El verdadero choque con la nueva normalidad vacacional me vino en la zona con la que siempre sueño en un hotel, el bufete libre. Se acabó aquello de picotear un poco de esto y aquello, llenar el plato más allá del borde, mezclar todo en uno para no tener que levantarse, vueltas y vueltas a los pasillos hasta que terminas decidiendo qué escoger porque todo es apetecible. Se acabó en el momento en el que se colocan mamparas delante de las bandejas de comida, es el personal el que te da los platos limpios, te sirve la ensalada o las aceitunas y los agrios, mientras tú tienes un ojo aquí y otro en el siguiente mostrador que es el de los entrantes, y no llegas a ver el de los platos cocinados por la dichosas mamparas y por esa pegatina o marca del suelo que te mira amenazante, con la arrogancia de quién sabe que tienes que respetar la dichosa distancia de seguridad con el indeciso de delante, que no termina de optar por la carne o el pescado, las verduras hervidas o algo con mayor dosis de colesterol. Impaciente, con una contractura muscular de tanto estirar y estirar el cuello, vuelvo a la mesa desilusionado, ni siquiera me ha apetecido que me pusieran en el mismo plato la paella, la fritura de pescado y el filete empanado. ¿Pero en qué clase de “bufetero” me he convertido? ¿Qué soy? Y en el desayuno no fue mejor. Nada de largas colas delante de la tostadora, nada de escoger tu propia bollería, nada de llenar los boles de cereales y frutos secos, nada de dejar que la leche o el café salgan a borbotones de las máquinas. Todo servido bajo la estricta vigilancia del jefe de sala y rodeado de mamparas y geles.

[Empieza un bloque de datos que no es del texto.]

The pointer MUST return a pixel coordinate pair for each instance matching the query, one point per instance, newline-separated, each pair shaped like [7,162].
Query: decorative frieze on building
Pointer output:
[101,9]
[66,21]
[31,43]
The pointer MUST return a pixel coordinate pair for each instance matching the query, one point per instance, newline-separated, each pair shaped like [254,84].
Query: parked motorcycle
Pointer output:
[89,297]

Cierto es que el desánimo me duró “lo que duran dos peces de hielo en un whisky on the rock” y que si hubiera podido estirar mis mini vacaciones uno o días más, hubiera vuelto a ser lo que era, el rey de los bufetes libres (ahora servidos)

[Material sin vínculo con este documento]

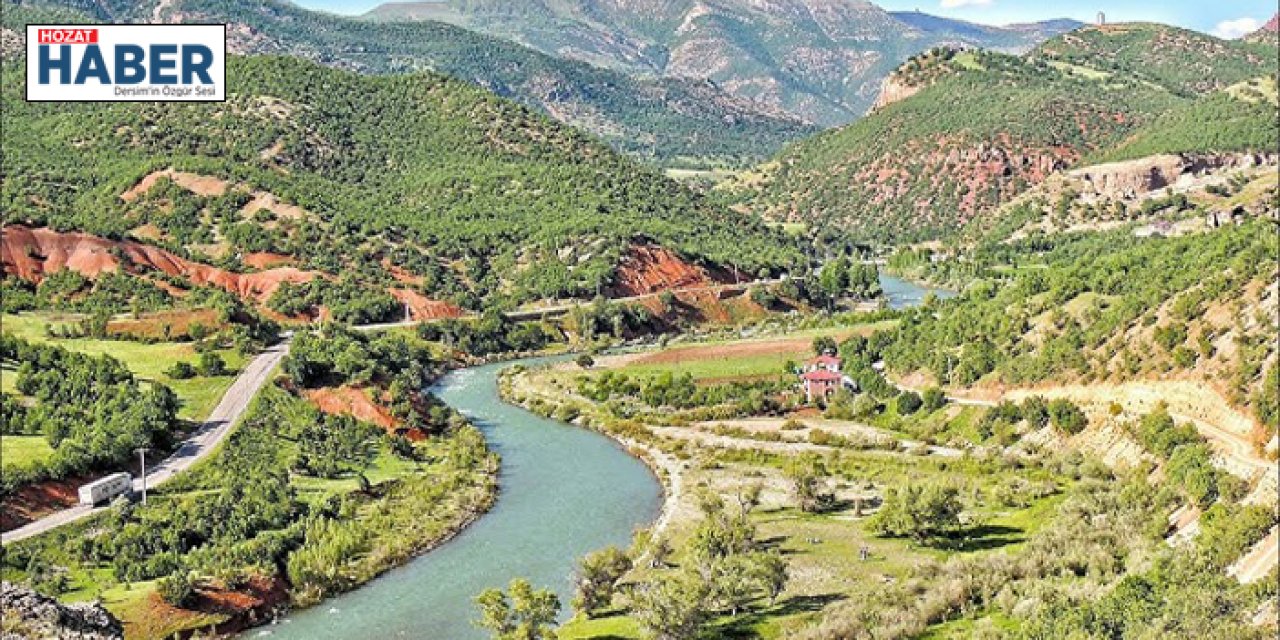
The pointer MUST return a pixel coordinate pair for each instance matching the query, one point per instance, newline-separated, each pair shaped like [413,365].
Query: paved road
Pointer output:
[200,444]
[560,309]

En fin, experiencias que va recopilando uno para el que algún día será el gran libro de mi vida. A mis cuarenta y nueve, aún no me da para escribirlo aunque de momento aprendo de nuestros grandes y afamados autores y de nuestros prolíficos e ingeniosos escritores locales, que luchan por hacerse un hueco en el mundo editorial, con cada vez más éxito. Yo me conformo con que de vez en cuando, me dejen seguir escribiendo artículos de opinión, que son como los pimientos del padrón, que unos “pican” y otros “no”.